Roberto Abbado non ha problemi a gestire l'imponente orchestra ottenendone una affascinante densità strumentale che sottolinea i colori della partitura e di questa sostiene i ritmi veloci senza rinunciare alla morbidezza del suono, anzi forse è proprio negli episodi più intimi che trova il suo passo ideale, pur non trascurando le grandi scene corali dove eccelle, sia dal punto di vista vocale che interpretativo, il coro del Teatro preparato da Roberto Gabbiani. Nelle scene di massa lo spettacolo funziona proprio perchè la regia regala visioni grottesche e visionare e Abbado garantisce un governo perfetto della buca con controllo totale di ogni sezione strumentale.

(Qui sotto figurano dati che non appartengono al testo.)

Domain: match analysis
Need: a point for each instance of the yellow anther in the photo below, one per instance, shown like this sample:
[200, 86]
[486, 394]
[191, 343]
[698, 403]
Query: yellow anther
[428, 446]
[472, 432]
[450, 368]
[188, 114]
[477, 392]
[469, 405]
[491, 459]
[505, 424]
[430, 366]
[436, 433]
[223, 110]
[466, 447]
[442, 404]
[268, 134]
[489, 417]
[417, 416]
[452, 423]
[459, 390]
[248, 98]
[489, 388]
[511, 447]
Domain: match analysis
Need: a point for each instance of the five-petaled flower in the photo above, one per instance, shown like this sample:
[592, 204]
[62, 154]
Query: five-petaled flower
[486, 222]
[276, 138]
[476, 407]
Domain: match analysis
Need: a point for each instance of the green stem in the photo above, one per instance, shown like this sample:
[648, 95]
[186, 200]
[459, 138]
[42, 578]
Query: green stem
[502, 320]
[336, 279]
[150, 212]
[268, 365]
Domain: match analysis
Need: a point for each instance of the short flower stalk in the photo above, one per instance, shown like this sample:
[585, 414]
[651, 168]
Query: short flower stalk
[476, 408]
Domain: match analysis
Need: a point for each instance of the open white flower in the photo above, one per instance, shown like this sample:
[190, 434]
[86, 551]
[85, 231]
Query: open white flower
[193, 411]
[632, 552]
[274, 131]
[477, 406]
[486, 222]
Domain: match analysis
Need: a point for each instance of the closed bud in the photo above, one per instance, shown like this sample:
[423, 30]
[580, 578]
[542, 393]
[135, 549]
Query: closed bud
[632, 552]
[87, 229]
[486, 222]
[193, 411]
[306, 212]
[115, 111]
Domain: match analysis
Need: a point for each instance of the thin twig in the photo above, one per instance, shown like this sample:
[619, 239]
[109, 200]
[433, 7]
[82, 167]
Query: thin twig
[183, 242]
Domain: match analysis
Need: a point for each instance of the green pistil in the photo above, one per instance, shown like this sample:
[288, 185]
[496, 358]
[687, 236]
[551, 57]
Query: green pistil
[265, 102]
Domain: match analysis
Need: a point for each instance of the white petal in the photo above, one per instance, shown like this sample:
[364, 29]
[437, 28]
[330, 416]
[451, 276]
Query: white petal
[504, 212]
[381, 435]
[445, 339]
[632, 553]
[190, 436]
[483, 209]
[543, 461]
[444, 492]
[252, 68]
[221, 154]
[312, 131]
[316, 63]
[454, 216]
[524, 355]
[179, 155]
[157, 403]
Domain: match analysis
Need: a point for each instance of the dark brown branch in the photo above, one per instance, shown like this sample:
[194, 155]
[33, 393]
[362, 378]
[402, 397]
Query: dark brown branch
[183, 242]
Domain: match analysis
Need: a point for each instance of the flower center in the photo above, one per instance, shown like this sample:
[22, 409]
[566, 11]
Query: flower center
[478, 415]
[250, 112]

John Osborn affronta il difficilissimo ruolo del titolo con molta baldanza e dimostra di essere correttamente all'altezza della parte in ogni registro: il centrale è robusto e screziato di bruniture, l'acuto è solido e luminoso; il tenore fraseggia in modo eccellente e usa una tecnica curatissima che lo porta a eccellere nei passaggi in cui sono fondamentali leggerezza e dolcezza. Una rivelazione la giovane Mariangela Sicilia: la sua Teresa ha bella voce, morbida e seducente, e spicca nelle colorature, mentre i momenti intimi sono assai appassionati e si dimostra di gran temperamento quando serve. L'Ascanio di Varduhi Abrahamyan è parimenti sorprendente: la linea di canto è solida e ricca di armonici e chiaroscuri ragguardevoli, il timbro è bello e il volume importante ma ben gestito, la capacità attoriale notevolissima e gli acuti dell'aria del secondo atto non le creano alcuna difficoltà. Nicola Ulivieri è un ottimo Balducci, elegante e di notevole personalità: è lui che fornisce un solido fondamento teatrale alla vicenda che non diventa macchiettistica. Alessandro Luongo è un Fieramosca bello ed elegante, l'opposto di Cellini nel fisico e nell'abbigliamento, a tratti vocalmente sovrastato dall'orchestra ma non nel duetto perfetto con Andrea Giovannini (Pompeo). Immagine surreale il Papa di Marco Spotti, truccato e abbigliato come fosse Turandot; il basso è in grado di sprofondare negli abissi della partitura con grande presa emotiva. Francesco e Bernardino, i due aiutanti di Cellini, hanno parrucche vistose, disinvoltura scenica e voci adeguate, rispettivamente quelle di Matteo Falcier e Graziano Dallavalle. A completare il cast il Taverniere di Vladimir Reutov.